The early morning temperature was in the double digits. There was no wind and the streets (and most sidewalks) were plowed. So Sue and I decided to take our easy run outside for the first time in weeks.
The combination of frigid temperatures and concern over our footing (and hence injury) so close to the Miami half marathon made us lean toward taking our runs to the treadmill -- especially on days which involved pace or speed work.
But this was an easy day, so we put on the layers and went outside. We were slow, but we knew we would be. That was, in part, the point. Overall, the run was refreshing and in the end, we both felt we dressed a bit too warm for the conditions.

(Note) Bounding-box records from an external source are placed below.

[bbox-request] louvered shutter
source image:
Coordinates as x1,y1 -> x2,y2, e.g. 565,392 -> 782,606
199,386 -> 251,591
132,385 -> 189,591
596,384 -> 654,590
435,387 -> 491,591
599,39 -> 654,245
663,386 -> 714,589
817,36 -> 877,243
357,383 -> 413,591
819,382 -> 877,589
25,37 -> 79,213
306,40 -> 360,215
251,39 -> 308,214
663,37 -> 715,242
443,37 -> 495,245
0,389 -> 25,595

A good friend of mine who lives in the general Washington, D.C. area earned a lottery spot for the Cherry Blossom 10-miler in the spring and began her training this past weekend in cold weather. She asked for tips and aside from the typical advice to wear layers and cover your extremities, I told her to make sure she brought a change of clothes. Why? Because after the run when your warm-gear traps the sweat next to your skin, you will freeze instantly.
That was a bit of wisdom that came from a live-and-learn perspective.
But now that temperatures will warm up into the 30s this week and weekend, there's a good chance to get even more running accomplished outside.
If you're ready to venture out, check out an article by the Mayo Clinic which offers tips on how to stay motivated, fit and safe in cold-weather workouts.
And if you think that running in cold weather will burn more calories, sadly that seems to not be the case says a science section Q&A in the New York Times.